Debug API and MCP Issues with --debug
When Claude Code behaves unexpectedly, the --debug flag enables verbose logging. Pass an optional category filter to cut through the noise and focus on the specific subsystem that is misbehaving.
# Debug everything
claude --debug
# Debug only API calls and MCP connections
claude --debug "api,mcp"
# Exclude noisy subsystems with the ! prefix
claude --debug "!statsig,!file"
The category filter accepts comma-separated names and supports negation. Useful categories include api (raw API requests and responses), mcp (server connections and tool calls), hooks (hook execution), and file (file read and write operations).
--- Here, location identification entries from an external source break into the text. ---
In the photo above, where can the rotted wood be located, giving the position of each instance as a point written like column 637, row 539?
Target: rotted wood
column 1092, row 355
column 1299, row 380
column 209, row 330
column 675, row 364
Without a filter, --debug outputs everything including timing data, token counts, and full tool call details. That volume can be overwhelming, which is why targeted filtering is valuable.
Common debug workflows:
--debug "mcp"to see why an MCP server is not connecting or responding--debug "api"to inspect the actual request and response when output looks wrong--debug "hooks"to trace why a hook is not firing as expected
The debug output goes to stderr, so you can capture it separately while still processing the main response:
claude --debug "api" -p "query" 2>debug.log
This makes it straightforward to share a debug log without mixing it into your output stream.
When something is wrong, --debug with a category filter is the fastest path to finding the cause.